Community-Based Learning: Connecting Students With Their World

Community-Based Learning: Connecting Students With Their World


>>Matt: Seventy-five percent of last year’s graduating
class participated in community-based learning. It’s not required, it’s not
anything that they have to do for graduation, but I think the
numbers speak for themselves, an important quality of
living is to be curious. Students have an opportunity to take the community-based
learning program, and that encompasses a number of
elements, including internships. They enter into a discussion
with myself or my two colleagues about some of their interests, which they may have already
developed and they’re walking through the door with like,
hey I’m really interested in, international affairs, how can
I access that sort of curiosity in the small town of Montpelier? And so we just begin a dialogue
about what that would look like, why they’re interested in that. And I think that that
discussion, on the front end, helps craft the right
experience, with the right mentor
and the right pieces of any sort of internship.>>Adam: We’re trying
to break down this idea that learning is contained in
a classroom for some reason.>>Rachel: So I went to Matt
McLane around Thanksgiving and I was like Matt, I want to
do something fraud prevention and he goes, you what? And we found DFR, the Department
of Financial Regulation.>>Sarah: We were
thrilled to get her, not only is she just
a real go-getter but she gives us a really
valuable perspective from young people, which
we are missing around here.>>Rachel: I really
like having the chance to actually learn
things hands-on and not just be in a classroom. In the first few weeks I
just got a kind of taste of what everyone does,
I shadowed a bunch of different people, and then I
settled in on my project that I’m working on now.>>Understanding credit cards
and loans, identify theft and then sort of a pretext.>>I am creating an app that
is going to teach the basics of financial literacy.>>Sarah: Yeah, maybe it would
be cool to have some interaction in there so you don’t see it all
at once and you actually have–>>Right.>>To like dig deeper.>>Matt: On the front end there’s
a number of different pieces that the students
are expected to do. A letter of interest, cover letter certainly is an
expectation, it’s just a way to say I’m interested
in your work. And then there’s kind of
interpersonal oral communication in the site interview. They’re meeting with
the community partner, not only to learn about what
the site possibilities are, but to figure out
is it the right fit.>>Garrett: I’m not quite
sure yet of what I want to do after high school, but
I have been looking into the whole forestry
business. I do my internship twice a week.>>Marc: We try to have him
do a little bit of hands-on on all the different
aspects that we do here, from the very beginning, to the
correspondence with the client, to the end with the kiln.>>Garrett: He’s taught me
all about the different ways to calculate and
measure the pricing and the different species.>>Marc: When you have to stop
and you explain to somebody versus doing it repetitively,
you get a whole different feel of what actually you are doing.
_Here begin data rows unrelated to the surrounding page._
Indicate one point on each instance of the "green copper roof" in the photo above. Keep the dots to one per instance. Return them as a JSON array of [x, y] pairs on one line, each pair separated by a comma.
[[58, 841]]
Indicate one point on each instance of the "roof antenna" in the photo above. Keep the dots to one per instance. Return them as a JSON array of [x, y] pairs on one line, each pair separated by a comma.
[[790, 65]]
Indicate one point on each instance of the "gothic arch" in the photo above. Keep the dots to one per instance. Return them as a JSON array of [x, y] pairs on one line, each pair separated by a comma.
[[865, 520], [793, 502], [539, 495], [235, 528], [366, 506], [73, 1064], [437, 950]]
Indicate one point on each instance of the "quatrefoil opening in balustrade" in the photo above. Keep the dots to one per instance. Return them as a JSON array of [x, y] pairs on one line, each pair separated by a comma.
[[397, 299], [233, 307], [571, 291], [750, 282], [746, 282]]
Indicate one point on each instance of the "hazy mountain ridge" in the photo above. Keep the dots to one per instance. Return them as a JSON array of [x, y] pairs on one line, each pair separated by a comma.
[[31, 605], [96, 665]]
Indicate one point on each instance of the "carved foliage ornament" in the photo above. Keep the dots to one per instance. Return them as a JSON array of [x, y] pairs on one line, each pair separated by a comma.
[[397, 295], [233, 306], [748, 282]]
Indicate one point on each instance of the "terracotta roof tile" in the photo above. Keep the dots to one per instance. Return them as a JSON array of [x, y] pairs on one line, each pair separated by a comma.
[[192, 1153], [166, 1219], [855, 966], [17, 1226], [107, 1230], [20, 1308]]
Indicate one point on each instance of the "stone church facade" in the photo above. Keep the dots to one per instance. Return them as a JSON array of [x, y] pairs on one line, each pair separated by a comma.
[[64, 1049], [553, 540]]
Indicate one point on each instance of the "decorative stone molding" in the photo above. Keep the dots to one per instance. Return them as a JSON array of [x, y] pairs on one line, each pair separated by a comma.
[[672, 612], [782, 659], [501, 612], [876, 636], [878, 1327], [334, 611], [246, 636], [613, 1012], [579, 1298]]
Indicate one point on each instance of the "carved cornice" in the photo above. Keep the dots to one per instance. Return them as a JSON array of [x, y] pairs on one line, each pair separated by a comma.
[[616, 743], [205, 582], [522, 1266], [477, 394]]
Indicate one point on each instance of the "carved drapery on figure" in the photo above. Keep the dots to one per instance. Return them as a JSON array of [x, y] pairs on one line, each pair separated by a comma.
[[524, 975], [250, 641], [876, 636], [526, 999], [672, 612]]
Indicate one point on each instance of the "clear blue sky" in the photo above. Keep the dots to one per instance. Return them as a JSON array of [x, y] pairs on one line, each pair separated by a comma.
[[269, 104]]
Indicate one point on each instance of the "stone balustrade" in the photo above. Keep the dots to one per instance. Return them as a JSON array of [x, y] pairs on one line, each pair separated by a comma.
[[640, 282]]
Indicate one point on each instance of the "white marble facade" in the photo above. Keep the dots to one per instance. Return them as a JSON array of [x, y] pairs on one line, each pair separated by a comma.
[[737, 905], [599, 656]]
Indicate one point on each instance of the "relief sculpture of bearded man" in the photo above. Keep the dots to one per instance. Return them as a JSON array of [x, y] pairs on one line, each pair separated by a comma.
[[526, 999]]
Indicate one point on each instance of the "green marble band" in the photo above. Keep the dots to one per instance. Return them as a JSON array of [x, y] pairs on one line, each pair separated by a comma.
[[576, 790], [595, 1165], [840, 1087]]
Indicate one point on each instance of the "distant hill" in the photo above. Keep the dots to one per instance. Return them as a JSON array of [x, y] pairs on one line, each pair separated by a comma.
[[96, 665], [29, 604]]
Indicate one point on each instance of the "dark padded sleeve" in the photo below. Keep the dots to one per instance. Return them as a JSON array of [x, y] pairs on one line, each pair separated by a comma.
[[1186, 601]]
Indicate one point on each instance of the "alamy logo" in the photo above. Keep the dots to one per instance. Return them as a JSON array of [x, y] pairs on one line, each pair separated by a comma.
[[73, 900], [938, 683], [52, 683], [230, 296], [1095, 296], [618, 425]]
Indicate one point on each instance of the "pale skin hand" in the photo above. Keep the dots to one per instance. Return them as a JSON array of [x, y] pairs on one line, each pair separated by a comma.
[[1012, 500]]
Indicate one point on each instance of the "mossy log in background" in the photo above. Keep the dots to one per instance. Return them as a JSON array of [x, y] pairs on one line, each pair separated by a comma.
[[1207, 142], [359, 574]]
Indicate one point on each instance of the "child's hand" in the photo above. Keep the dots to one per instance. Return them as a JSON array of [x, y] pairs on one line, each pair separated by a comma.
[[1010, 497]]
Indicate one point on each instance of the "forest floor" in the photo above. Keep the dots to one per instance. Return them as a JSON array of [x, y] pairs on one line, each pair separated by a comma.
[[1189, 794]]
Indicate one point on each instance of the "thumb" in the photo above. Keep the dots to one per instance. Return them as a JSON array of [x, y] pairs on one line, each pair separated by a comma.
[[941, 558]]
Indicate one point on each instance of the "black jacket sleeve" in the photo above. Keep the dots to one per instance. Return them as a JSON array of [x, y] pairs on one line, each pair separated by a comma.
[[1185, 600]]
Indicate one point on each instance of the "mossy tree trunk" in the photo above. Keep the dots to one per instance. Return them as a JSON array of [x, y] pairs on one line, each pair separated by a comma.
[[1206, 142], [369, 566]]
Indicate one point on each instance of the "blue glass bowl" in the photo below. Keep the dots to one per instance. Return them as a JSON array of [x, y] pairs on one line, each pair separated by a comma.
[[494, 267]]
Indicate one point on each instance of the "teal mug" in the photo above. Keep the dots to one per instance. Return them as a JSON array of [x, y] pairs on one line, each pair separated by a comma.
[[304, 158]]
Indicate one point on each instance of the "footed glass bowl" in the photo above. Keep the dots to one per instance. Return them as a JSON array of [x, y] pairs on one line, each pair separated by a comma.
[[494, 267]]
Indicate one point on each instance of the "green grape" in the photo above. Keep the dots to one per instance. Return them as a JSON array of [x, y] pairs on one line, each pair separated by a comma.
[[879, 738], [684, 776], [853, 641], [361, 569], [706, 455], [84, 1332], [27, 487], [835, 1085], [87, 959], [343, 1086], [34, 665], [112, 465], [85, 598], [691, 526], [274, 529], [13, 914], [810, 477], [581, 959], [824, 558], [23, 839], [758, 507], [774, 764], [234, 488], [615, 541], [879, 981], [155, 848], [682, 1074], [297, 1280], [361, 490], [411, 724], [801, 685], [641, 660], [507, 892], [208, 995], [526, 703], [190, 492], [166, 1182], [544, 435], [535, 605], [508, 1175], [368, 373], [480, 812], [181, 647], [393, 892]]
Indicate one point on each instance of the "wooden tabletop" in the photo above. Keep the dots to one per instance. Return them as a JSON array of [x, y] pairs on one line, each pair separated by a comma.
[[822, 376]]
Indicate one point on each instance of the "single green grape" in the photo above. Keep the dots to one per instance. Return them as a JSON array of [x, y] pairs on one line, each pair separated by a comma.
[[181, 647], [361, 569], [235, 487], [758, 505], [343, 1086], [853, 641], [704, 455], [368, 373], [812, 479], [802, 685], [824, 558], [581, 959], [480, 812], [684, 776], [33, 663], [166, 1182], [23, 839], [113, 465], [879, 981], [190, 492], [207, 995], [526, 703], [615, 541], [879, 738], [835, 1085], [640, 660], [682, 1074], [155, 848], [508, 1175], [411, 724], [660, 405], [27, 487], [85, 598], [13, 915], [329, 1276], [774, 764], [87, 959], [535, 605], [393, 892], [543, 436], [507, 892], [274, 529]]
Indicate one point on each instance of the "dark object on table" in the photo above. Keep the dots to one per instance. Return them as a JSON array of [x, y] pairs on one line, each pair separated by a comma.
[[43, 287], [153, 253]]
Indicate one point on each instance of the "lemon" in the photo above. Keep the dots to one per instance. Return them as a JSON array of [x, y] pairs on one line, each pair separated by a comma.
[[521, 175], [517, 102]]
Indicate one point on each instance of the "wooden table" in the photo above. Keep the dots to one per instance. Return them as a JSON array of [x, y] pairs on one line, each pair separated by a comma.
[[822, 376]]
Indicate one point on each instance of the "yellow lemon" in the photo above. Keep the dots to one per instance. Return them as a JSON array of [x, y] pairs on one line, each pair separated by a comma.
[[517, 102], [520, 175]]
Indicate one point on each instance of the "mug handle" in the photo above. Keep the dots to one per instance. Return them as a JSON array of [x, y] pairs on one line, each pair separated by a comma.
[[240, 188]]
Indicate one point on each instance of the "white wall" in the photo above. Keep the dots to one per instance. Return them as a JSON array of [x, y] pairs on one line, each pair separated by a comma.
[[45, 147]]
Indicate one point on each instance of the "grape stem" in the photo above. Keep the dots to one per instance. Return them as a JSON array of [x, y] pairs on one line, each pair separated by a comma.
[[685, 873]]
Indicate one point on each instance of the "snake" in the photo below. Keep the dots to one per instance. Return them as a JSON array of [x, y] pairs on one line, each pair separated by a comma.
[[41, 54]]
So it’s been a good
experience for me.>>Sarah: The main thing
that we wanted to make sure that we helped accommodate
was the learning goals, so it was a mutually
beneficial arrangement.>>Adam: We have seven learning
expectations in this school. We focus on reading, writing,
communication, problem solving, habits of learning,
creativity, and citizenship.>>Rachel: We have to pick
one or two and be like, this is how I’m going
to fulfill this, and then prove that at the end.>>Adam: So it’s not
just a cool experience, there’s that really
kind of clear connection between what they’re
doing and the values that the school community has. And many of the projects
that they do are developed in conjunction with
their community partner. And we want to honor all those
possibilities for students in terms of what the product is. The end product, from
the school’s end, could be a reflective paper that
incorporates a lot of the pieces that they observed
or took part in, so awareness certainly
could be an end product.>>Matt: What I’m not willing
to do is to allow students to not think about
their experience. And so we’re realizing,
with 60 to 70 students who are independently
working out in the community, that it’s important
to bring them together so that they have some sort
of reflective cohesion. The seminars are small groups
that come together once a month to connect up with each
other and to kind of talk about their experiences. It’s also a really
practical time for them to develop their resume,
write a thank you letter. We have an evaluation that we
share with community partners and it identifies
areas that a lot of employment evaluations
would involve, persistence, responsibility, attention
to detail. It’s a way for us to align
our learning expectations with real life employer
expectations. Throughout the experience my
role is to really help students to say why did you
approach it that way? What is it that motivated
you to either go after it or to really retract from
your enthusiasm for it?>>Rachel: I want to help
people and I feel like working with financial regulation and fraud prevention can help
the whole of the country.>>Garrett: Doing this
internship is a commitment and I’m devoted to doing that. I’ve actually been
looking at colleges in the forestry program.